Dans l’article précédent, où nous nous sommes occupés des chefs et des rois, nous avons suivi le développement du premier élément de l’appareil triple et un que nous voyons partout apparaître au début des sociétés. Nous allons examiner le développement du second élément, c’est-à-dire du groupe des hommes dirigeants du nombre desquels le chef est, au début, tout simplement le plus éminent. Nous allons rechercher les conditions sous lesquelles cet élément se développe au point de se subordonner les deux autres, les causes qui en restreignent le cercle, et celles qui l’élargissent jusqu’à ce que le second élément se confonde avec le troisième.

Si les sentiments et les aptitudes intimes d’une race contribuent largement à déterminer la grandeur et la cohésion des groupes sociaux, ils contribuent encore plus puissamment à déterminer les relations qui s’établissent entre les membres de ces groupes. Si la manière de vivre adoptée a pour effet d’engendrer telle ou telle structure politique, le résultat se trouve toujours compliqué par les effets du caractère héréditaire. La question de savoir si l’état primitif où le pouvoir dirigeant est également réparti entre tous les guerriers ou tous les anciens, passe ou non à l’état où le pouvoir dirigeant devient le privilège exclusif d’une seul, cette question dépend en partie de la vie que mène le groupe, déprédatrice ou pacifique, et en partie du caractère de ses membres qui les porte à résister plus ou moins opiniâtrément à une domination usurpatrice.
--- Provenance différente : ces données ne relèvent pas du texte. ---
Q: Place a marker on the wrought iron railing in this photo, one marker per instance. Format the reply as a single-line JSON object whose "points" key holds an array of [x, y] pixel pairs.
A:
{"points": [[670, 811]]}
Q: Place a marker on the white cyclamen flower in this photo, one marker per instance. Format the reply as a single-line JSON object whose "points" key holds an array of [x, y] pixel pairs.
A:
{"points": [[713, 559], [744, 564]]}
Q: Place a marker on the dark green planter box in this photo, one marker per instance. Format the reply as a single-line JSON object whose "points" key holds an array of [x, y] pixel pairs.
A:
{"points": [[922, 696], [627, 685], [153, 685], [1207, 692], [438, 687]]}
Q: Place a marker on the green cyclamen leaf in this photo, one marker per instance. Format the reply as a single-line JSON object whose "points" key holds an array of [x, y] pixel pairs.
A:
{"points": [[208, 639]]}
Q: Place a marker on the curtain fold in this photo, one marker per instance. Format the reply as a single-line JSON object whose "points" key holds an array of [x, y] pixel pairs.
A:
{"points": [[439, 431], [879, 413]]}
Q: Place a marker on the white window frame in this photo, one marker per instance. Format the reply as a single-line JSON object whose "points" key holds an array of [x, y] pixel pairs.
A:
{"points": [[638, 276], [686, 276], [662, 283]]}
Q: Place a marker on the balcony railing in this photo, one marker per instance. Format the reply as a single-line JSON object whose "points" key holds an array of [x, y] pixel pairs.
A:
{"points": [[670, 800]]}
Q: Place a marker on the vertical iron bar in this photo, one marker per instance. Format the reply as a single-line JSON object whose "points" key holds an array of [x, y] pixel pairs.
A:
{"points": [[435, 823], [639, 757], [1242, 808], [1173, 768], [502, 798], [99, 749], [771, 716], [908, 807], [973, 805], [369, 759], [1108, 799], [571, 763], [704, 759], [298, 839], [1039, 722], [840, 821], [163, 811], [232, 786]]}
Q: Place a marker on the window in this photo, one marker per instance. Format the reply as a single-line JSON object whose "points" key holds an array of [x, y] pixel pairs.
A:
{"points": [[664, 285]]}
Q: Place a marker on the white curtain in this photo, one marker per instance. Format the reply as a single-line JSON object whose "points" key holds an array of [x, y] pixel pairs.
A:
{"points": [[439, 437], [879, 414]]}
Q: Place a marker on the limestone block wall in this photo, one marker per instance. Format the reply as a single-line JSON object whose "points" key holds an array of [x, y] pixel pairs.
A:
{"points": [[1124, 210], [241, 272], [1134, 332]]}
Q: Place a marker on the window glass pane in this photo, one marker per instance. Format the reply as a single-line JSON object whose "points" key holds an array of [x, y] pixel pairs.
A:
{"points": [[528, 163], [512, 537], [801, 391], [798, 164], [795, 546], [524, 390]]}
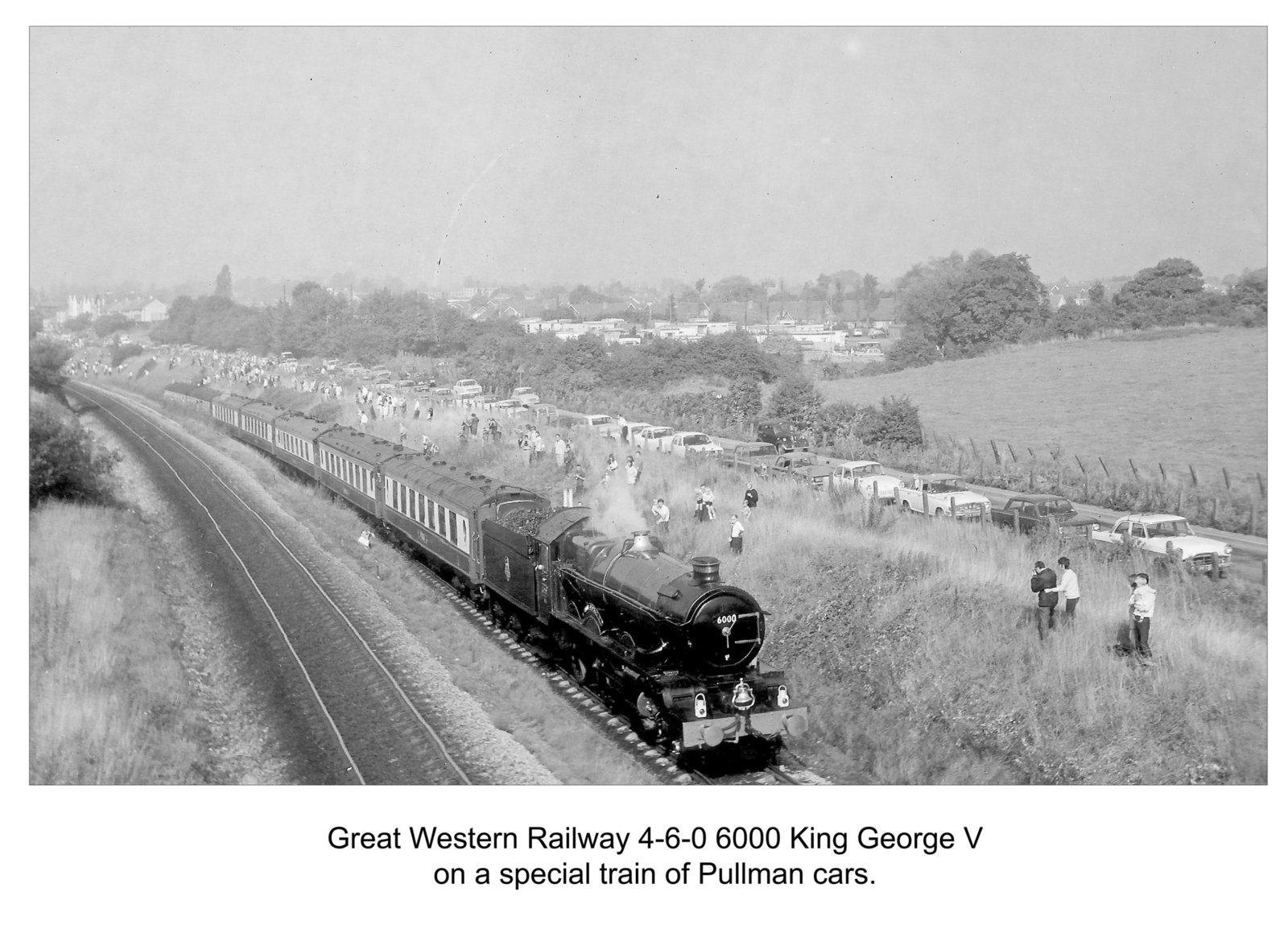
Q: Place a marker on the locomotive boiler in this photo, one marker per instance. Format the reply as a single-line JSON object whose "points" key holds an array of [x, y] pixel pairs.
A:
{"points": [[667, 637]]}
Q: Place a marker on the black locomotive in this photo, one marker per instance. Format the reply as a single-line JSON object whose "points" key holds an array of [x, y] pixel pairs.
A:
{"points": [[667, 639]]}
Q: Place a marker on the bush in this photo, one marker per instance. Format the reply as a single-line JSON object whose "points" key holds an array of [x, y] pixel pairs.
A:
{"points": [[64, 460], [45, 362]]}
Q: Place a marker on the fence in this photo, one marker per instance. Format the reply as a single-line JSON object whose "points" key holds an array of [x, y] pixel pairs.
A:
{"points": [[1208, 495]]}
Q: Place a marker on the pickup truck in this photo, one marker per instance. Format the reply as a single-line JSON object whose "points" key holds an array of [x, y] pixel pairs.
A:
{"points": [[693, 444], [869, 477], [943, 495], [750, 456], [1161, 534], [1038, 512]]}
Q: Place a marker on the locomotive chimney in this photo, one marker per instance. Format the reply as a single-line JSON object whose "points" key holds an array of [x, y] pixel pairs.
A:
{"points": [[706, 570], [642, 543]]}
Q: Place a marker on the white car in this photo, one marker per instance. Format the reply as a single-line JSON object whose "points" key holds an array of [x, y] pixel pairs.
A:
{"points": [[1163, 534], [656, 437], [943, 495], [693, 444], [869, 477]]}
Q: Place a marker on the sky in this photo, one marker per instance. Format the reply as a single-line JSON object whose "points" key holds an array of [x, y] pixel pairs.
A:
{"points": [[590, 155]]}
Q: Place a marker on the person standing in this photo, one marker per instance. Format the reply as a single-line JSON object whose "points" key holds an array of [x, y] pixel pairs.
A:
{"points": [[736, 532], [1043, 584], [661, 516], [1069, 588], [1140, 603]]}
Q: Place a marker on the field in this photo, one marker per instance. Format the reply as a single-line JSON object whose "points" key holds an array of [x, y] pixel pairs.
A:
{"points": [[1175, 397], [914, 646]]}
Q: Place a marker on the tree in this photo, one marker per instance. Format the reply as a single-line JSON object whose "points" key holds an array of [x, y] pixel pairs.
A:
{"points": [[796, 400], [62, 460], [964, 306], [1251, 293], [45, 361], [225, 283]]}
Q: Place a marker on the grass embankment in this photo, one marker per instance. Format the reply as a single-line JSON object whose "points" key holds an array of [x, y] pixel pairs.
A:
{"points": [[109, 701], [914, 646], [517, 700]]}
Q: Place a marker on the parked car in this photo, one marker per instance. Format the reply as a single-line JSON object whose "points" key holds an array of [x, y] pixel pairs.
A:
{"points": [[943, 495], [693, 444], [656, 437], [1038, 510], [869, 477], [755, 456], [1162, 534], [782, 435]]}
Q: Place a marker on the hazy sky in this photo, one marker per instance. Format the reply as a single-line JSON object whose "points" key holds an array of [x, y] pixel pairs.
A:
{"points": [[630, 154]]}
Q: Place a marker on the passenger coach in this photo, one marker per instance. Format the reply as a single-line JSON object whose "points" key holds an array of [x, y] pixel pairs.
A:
{"points": [[440, 510]]}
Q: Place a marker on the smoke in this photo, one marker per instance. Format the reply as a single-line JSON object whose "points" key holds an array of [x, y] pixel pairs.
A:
{"points": [[613, 510], [461, 204]]}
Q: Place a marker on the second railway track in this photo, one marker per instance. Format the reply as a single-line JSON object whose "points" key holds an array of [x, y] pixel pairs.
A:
{"points": [[361, 712]]}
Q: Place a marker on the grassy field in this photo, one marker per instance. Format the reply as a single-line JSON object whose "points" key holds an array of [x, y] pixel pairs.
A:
{"points": [[1175, 397], [914, 646], [109, 701]]}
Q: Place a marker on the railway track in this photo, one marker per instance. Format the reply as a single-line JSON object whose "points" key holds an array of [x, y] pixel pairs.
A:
{"points": [[357, 708]]}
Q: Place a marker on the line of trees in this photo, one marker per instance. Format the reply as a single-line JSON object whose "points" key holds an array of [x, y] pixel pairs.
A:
{"points": [[964, 306]]}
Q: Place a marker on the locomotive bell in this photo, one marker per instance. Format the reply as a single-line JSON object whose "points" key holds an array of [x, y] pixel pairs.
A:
{"points": [[706, 570]]}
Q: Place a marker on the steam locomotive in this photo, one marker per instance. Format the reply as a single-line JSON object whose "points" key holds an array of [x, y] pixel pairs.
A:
{"points": [[667, 641]]}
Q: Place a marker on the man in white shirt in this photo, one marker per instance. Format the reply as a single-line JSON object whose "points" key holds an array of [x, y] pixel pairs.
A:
{"points": [[736, 531], [663, 516], [1069, 588], [1141, 606]]}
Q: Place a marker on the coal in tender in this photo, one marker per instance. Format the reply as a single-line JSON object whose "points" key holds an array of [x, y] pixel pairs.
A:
{"points": [[526, 521]]}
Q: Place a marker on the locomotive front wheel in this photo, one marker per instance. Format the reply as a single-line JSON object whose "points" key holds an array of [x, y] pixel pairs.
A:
{"points": [[579, 669]]}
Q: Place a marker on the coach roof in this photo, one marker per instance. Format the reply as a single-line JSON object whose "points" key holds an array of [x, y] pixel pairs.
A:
{"points": [[366, 448], [450, 484], [302, 426]]}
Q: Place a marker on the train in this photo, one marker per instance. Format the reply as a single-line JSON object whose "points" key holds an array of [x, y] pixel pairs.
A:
{"points": [[665, 641]]}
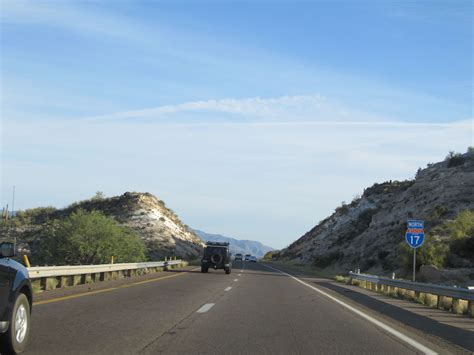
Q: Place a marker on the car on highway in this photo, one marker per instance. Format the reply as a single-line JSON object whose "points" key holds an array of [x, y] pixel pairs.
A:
{"points": [[15, 302], [216, 256]]}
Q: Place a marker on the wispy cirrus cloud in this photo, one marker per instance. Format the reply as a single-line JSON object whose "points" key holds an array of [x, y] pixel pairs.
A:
{"points": [[284, 110], [69, 16]]}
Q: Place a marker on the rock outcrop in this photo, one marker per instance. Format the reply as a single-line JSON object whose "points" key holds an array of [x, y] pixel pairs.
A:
{"points": [[367, 233], [160, 228]]}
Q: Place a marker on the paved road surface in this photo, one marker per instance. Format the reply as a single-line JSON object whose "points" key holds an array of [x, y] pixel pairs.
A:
{"points": [[253, 310]]}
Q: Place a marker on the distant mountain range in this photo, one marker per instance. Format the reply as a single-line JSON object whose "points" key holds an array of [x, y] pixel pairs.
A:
{"points": [[236, 246]]}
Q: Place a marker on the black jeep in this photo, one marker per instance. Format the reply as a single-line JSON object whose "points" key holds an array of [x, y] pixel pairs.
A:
{"points": [[216, 256]]}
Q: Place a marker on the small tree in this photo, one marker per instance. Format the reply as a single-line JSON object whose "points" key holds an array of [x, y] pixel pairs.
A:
{"points": [[90, 238]]}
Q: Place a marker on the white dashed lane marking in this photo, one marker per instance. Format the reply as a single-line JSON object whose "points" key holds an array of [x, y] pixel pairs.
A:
{"points": [[205, 308]]}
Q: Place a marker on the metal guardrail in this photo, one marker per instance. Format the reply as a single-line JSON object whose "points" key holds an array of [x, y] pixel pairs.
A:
{"points": [[70, 270], [439, 290]]}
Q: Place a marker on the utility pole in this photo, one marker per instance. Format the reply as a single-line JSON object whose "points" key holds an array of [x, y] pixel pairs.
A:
{"points": [[13, 200]]}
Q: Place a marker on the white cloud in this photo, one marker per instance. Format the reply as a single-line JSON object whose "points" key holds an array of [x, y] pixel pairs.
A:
{"points": [[66, 15]]}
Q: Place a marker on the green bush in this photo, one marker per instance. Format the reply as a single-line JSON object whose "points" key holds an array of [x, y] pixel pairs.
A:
{"points": [[89, 238], [432, 252]]}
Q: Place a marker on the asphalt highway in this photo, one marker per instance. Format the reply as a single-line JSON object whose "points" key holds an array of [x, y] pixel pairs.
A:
{"points": [[254, 310]]}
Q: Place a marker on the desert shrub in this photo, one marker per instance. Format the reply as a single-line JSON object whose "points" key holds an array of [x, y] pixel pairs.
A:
{"points": [[327, 259], [455, 159], [89, 238], [35, 215], [432, 252]]}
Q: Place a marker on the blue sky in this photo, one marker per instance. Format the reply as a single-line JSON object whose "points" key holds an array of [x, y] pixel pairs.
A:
{"points": [[252, 119]]}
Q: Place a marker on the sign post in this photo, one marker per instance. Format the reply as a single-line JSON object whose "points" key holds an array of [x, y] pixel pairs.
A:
{"points": [[415, 236]]}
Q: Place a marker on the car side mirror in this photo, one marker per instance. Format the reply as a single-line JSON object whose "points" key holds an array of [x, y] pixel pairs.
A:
{"points": [[7, 250]]}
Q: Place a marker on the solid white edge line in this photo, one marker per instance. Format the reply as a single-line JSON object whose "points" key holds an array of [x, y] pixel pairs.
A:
{"points": [[378, 323], [205, 308]]}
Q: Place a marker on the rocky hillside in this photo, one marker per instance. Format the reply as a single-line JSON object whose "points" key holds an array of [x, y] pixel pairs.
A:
{"points": [[160, 228], [369, 232], [251, 247]]}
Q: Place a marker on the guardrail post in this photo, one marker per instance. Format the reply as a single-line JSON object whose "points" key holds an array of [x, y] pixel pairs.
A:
{"points": [[456, 306], [439, 302]]}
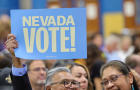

Quelques faits vont jeter la lumière sur cette idée.

Les Alfarous (insulaires Papous), qui « vivent en paix et s’aiment comme des frères », ne reconnaissent d’autre « autorité chez eux que celle des décisions de leurs anciens. » Chez les inoffensifs Todas, « toutes les disputes et les questions de bien et de mal sont réglées par arbitrage ou par un conseil de cinq membres (punchayet). » Les Bodos et les Dhimals, qu’on dit rebelles au service militaire, et « tout à fait exempts d’arrogance, d’esprit de vengeance, de cruauté, de fierté, » ont bien à leur tête dans chacune de leurs petites tribus un

  1. Voir le numéro d’avril de la Revue.